In the immediate aftermath of the battle, it was hard to see this as anything other than a missed opportunity. Murphy’s initial contact report had been maddeningly incomplete, and a furious Admiral Nimitz relieved Murphy of his command after the battle. Murphy later wrote, meekly, “We should have made an opportunity…to amplify our initial report, but we didn’t.”

Yet by adding an important element of confusion to an already murky situation, his inadequate report helped to keep Spruance from blundering into range of the Yamato’s big guns. Had the superbattleship sunk the lightly armored Enterprise and Hornet, Yamamoto would have salvaged a draw from defeat. In this context, the Tambor’s nighttime encounter and Murphy’s vague contact report gave the Americans at Midway a final point of luck.

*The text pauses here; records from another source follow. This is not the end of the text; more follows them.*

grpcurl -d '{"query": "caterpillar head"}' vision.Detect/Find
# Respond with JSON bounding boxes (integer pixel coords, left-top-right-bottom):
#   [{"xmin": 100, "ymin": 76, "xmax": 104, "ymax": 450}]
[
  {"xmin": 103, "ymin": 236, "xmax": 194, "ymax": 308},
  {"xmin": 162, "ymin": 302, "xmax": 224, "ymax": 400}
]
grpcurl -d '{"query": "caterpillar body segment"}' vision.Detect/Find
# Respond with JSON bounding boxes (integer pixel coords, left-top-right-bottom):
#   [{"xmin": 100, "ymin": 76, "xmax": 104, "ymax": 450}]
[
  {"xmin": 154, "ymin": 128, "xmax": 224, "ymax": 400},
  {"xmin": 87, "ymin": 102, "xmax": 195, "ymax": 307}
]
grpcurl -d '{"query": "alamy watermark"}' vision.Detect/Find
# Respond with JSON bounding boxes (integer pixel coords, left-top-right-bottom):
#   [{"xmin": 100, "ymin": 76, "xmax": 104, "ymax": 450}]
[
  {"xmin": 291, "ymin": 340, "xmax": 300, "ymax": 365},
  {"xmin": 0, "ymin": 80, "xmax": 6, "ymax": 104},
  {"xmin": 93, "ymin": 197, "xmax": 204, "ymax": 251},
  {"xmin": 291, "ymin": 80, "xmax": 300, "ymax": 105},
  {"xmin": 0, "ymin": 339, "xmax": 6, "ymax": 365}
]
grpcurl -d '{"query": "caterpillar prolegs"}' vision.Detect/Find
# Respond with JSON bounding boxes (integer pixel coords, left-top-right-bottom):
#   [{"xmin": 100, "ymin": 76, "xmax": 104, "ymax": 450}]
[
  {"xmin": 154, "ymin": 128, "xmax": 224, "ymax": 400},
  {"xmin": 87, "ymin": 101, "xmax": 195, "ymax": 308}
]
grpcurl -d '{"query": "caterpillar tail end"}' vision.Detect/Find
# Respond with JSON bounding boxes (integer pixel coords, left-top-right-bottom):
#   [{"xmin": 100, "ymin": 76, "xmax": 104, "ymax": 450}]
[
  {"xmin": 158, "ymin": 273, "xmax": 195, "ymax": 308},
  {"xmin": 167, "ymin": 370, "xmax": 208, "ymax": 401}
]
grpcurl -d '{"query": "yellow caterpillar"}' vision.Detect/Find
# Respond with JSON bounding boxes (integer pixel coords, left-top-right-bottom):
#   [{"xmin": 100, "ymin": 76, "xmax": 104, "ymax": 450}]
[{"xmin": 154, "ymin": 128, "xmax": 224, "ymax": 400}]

On the morning of June 7, a bomb shook the Tambor. Bob Hunt leapt out of bed to check the torpedo tubes for damage, running in his bare feet across a carpet of glass from light bulbs that had shattered overhead. Fortunately, the bomber had been first detected on radar, and the sub had dived in time to escape fatal damage. Unfortunately, the bomber was likely an American B-17, such as the one that had targeted the Tambor’s sister sub, the Grayling. Following postbattle analyses, a navy spotter was placed on each bomber to assist with ship identification.

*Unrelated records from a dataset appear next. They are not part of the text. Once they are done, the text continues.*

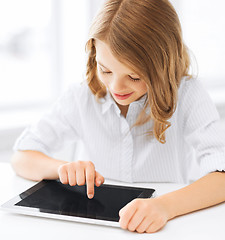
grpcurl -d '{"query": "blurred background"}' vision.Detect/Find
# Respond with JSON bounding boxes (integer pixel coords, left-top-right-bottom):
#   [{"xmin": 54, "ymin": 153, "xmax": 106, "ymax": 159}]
[{"xmin": 0, "ymin": 0, "xmax": 225, "ymax": 163}]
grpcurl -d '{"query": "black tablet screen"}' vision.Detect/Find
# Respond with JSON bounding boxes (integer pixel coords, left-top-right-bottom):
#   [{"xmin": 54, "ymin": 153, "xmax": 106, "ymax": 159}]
[{"xmin": 16, "ymin": 180, "xmax": 154, "ymax": 222}]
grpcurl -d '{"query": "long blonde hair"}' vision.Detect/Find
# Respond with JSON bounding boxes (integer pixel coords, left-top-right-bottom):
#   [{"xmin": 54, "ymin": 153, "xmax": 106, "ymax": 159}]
[{"xmin": 86, "ymin": 0, "xmax": 191, "ymax": 143}]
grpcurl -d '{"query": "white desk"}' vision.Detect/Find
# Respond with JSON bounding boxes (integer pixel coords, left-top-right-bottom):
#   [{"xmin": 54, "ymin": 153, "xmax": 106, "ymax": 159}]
[{"xmin": 0, "ymin": 162, "xmax": 224, "ymax": 240}]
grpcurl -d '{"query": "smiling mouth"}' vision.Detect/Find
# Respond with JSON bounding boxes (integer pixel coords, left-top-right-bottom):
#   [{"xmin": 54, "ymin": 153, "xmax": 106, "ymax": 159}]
[{"xmin": 113, "ymin": 92, "xmax": 134, "ymax": 100}]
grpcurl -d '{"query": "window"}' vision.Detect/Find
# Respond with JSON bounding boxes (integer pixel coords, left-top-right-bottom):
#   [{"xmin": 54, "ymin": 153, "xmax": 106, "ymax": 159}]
[
  {"xmin": 171, "ymin": 0, "xmax": 225, "ymax": 104},
  {"xmin": 0, "ymin": 0, "xmax": 55, "ymax": 109},
  {"xmin": 0, "ymin": 0, "xmax": 89, "ymax": 129}
]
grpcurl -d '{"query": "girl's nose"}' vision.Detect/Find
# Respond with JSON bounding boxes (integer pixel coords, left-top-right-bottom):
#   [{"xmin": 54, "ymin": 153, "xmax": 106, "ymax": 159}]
[{"xmin": 109, "ymin": 76, "xmax": 126, "ymax": 93}]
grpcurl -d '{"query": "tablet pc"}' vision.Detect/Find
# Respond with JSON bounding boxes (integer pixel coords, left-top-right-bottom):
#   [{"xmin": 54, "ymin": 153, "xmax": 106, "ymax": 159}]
[{"xmin": 1, "ymin": 180, "xmax": 155, "ymax": 227}]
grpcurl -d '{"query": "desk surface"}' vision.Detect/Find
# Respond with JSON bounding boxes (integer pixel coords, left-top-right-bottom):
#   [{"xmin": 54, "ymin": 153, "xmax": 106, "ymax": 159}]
[{"xmin": 0, "ymin": 162, "xmax": 224, "ymax": 240}]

On that ignominious note, the Tambor’s latest war patrol came to an end. On June 9 the submarine task group was ordered back to Pearl Harbor, and the damaged Tambor limped home. Hunt had kept a forbidden war diary tucked in his locker in the forward torpedo room, but, uncharacteristically, had not made a single entry in it during the battle, an indication this was no ordinary patrol.

He didn’t learn how extraordinary the patrol had been until after the war, when the February 18, 1946, issue of Life magazine arrived at his home. It contained a recreation of the Battle of Midway and, to his astonishment, devoted a two-page spread to the Tambor’s role in the drama, which was depicted in dioramas constructed and photographed by visionary industrial designer Norman Bel Geddes.

“This is the first time I knew we caused the damage to the cruisers,” Hunt said. “We didn’t know anything about the collision during the war. It was a big surprise.”

When Hunt finally did make his next diary entry, two weeks after his return to Pearl, he had time to sketch only a brief summary of the drama. It read:

War Patrol No. 3 cruised with Jap force—was bombed with very large bomb—very close—dove on radar & got to about 80 feet—both periscopes out—broken air compressor pot base—battery blower casings smashed—lots of broken glass—scared hell out of the crew.

Two days liberty—the rest working—off to sea again— what a life.